3. **Studio** — the WS log-shipper pump drains the buffer every 1s
into `LogBatch` frames; the DO's `onLogBatch` →
`repo.ingestLogs` → `workerLogs` D1 table → dashboard LogViewer.
## 9. Studio realtime UI broadcast
Studio-internal but part of the integration: the same
`WorkerConnections` DO also accepts **browser** WebSocket clients
(tagged `client`, write-only, `routes/realtime.ts`). Every state
transition the worker causes — connect, heartbeat, claim, complete,
fail, disconnect — fans a `workersChanged` / `jobsChanged`
`StudioRealtimeEvent` out to every dashboard tab, so the operator
sees jobs flip queued → claimed → done live, with no polling.
## 10. Process startup + shutdown
Worker-side only. [`src/main.rs`](../../src/main.rs): tracing
subscriber → rustls `CryptoProvider` install (panic-prevention for
the first TLS handshake) → Sentry guard → tokio runtime →
`run_cli` ([`src/lib.rs`](../../src/lib.rs)) dispatches the clap
command ([`src/cli.rs`](../../src/cli.rs)).

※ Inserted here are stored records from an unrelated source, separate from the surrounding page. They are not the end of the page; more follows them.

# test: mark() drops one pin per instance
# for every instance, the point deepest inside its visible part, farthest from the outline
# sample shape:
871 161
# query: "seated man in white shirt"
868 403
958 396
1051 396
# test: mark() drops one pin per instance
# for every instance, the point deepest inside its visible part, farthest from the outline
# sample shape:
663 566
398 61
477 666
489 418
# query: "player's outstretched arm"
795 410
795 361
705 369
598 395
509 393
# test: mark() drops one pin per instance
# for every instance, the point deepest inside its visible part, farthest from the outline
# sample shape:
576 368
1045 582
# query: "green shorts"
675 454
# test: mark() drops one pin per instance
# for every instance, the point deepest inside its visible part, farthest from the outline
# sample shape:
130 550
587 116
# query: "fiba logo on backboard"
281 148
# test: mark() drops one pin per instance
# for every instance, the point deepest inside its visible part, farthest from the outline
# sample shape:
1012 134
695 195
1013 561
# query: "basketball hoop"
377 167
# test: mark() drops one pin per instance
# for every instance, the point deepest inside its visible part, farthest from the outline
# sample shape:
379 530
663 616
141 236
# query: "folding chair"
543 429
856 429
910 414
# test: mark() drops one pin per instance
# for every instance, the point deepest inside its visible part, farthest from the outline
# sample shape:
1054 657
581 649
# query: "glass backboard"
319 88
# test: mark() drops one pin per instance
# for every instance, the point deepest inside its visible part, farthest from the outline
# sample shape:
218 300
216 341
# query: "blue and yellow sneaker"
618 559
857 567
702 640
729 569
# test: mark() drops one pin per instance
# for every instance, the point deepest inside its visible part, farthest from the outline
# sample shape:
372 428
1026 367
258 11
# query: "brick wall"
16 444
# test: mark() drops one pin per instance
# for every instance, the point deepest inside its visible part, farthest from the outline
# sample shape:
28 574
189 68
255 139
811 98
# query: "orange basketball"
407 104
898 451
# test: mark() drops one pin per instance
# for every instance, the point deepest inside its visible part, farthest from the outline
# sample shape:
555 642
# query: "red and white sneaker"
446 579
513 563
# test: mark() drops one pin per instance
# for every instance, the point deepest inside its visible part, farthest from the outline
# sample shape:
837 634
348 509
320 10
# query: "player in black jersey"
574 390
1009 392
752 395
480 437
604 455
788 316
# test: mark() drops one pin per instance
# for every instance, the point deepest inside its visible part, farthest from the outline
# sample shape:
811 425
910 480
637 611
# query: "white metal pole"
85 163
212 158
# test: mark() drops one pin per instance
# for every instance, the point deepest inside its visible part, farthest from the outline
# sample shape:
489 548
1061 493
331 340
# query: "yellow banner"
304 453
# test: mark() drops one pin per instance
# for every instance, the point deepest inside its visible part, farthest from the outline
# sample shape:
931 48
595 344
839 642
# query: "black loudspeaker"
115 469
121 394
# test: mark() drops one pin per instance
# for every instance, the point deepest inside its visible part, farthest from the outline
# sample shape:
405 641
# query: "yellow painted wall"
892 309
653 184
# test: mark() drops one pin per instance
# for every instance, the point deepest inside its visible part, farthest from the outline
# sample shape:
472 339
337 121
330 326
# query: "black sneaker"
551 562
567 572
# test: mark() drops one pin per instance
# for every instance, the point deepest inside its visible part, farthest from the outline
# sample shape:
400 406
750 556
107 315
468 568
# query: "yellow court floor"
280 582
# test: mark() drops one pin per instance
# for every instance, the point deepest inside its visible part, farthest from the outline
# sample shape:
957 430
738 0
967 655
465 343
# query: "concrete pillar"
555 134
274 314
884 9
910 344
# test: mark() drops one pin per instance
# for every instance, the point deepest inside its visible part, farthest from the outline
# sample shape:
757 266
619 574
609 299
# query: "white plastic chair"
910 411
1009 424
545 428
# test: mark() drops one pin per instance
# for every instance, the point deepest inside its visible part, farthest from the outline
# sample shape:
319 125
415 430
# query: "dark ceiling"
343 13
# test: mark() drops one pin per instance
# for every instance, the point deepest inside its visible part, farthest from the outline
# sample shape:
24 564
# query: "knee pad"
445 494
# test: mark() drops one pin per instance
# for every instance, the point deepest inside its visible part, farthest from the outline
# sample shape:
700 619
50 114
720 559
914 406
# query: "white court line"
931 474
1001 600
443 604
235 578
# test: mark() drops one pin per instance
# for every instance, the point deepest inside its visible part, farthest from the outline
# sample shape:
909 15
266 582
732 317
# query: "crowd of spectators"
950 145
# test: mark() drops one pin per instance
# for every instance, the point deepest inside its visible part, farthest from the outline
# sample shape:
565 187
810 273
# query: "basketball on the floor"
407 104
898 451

`runtime::run` (headless): `config::load` → startup banner →
`ensure_registered` (flow 1, blocking until Approved) → `run_loops`
spawns the WS session (flow 2) + auto-updater (flow 11). `ui::run`
(desktop): same loops, but auto-register runs in parallel with the
WS session — the session's wait-for-credentials poll makes that
safe — and the main thread is handed to eframe.
Shutdown: SIGTERM / SIGINT / tray-Quit sets the shared `stop` flag;
every pump re-polls it on a 250ms tick (`wait_with_stop`), the
session closes cleanly, an in-flight job gets ~5s to finish. The
service manager (flow 12) restarts the binary when the session loop
exhausts its reconnect budget.
## 11. Auto-update
[`src/update.rs`](../../src/update.rs) + `spawn_auto_updater` in
`runtime.rs`. Every `auto_update_interval_secs` (default 30 min),
when enabled and not mid-job: poll the GitHub Releases feed →
compare semver vs `AGENT_VERSION` → on newer, download the
cargo-dist installer, run it, `execvp` into the new binary (unix) or
spawn-successor + exit (Windows). Windows-specific: the running exe
is **parked** (renamed to `<exe>.old`) before the installer runs —
NTFS locks a running binary against overwrite but allows the rename
— with rollback on failure and cleanup of the parked file on the
next start. Any failure leaves the old version running and retries
next interval. Manual check via
`check-update` CLI or the UI About tab. No studio involvement —
the feed is GitHub.
## 12. Service install + autostart
Two coexisting worker-side mechanisms, no studio involvement:
- **`install-service`** ([`src/service.rs`](../../src/service.rs)):
systemd `--user` unit / launchd plist / Windows scheduled-task XML
for headless rigs.
- **Autostart-on-login** ([`src/autostart.rs`](../../src/autostart.rs)):
`.desktop` entry / LaunchAgent / HKCU `…\Run` registry value,
reconciled with the `auto_start` config flag on every `ui::run`
launch.
## 13. Desktop UI observation
The UI never talks to the studio directly; it reads the shared
[`WorkerObservers`](../../src/runtime.rs) slots the runtime writes:
`current_job` (set on Accept, cleared after completion),
`recent_jobs` (ring of 50), `last_heartbeat` (written on every ack /
failure — drives the tray icon's idle / busy / disconnected
variants), `recent_logs`, plus the shared registration state for the
pre-approval Status views. Writes flow the other way through the
`paused` flag (flow 7) and `config::save` from the Config tab.
Completion / failure notifications go through the `Notifier` trait
([`src/ui/notifier.rs`](../../src/ui/notifier.rs)), opt-in per event.
## 14. Telemetry
[`src/telemetry.rs`](../../src/telemetry.rs), opt-in via
`SENTRY_DSN`: panics + `tracing::error!` events flow to Sentry with
`warn!` breadcrumbs, tagged `release = studio-worker@<version>` +
`server_name`. Credential fields are redacted from all config
tracing (regression-tested in
[`tests/config_tracing.rs`](../../tests/config_tracing.rs)).
Independent of the studio-bound log shipping (flow 8).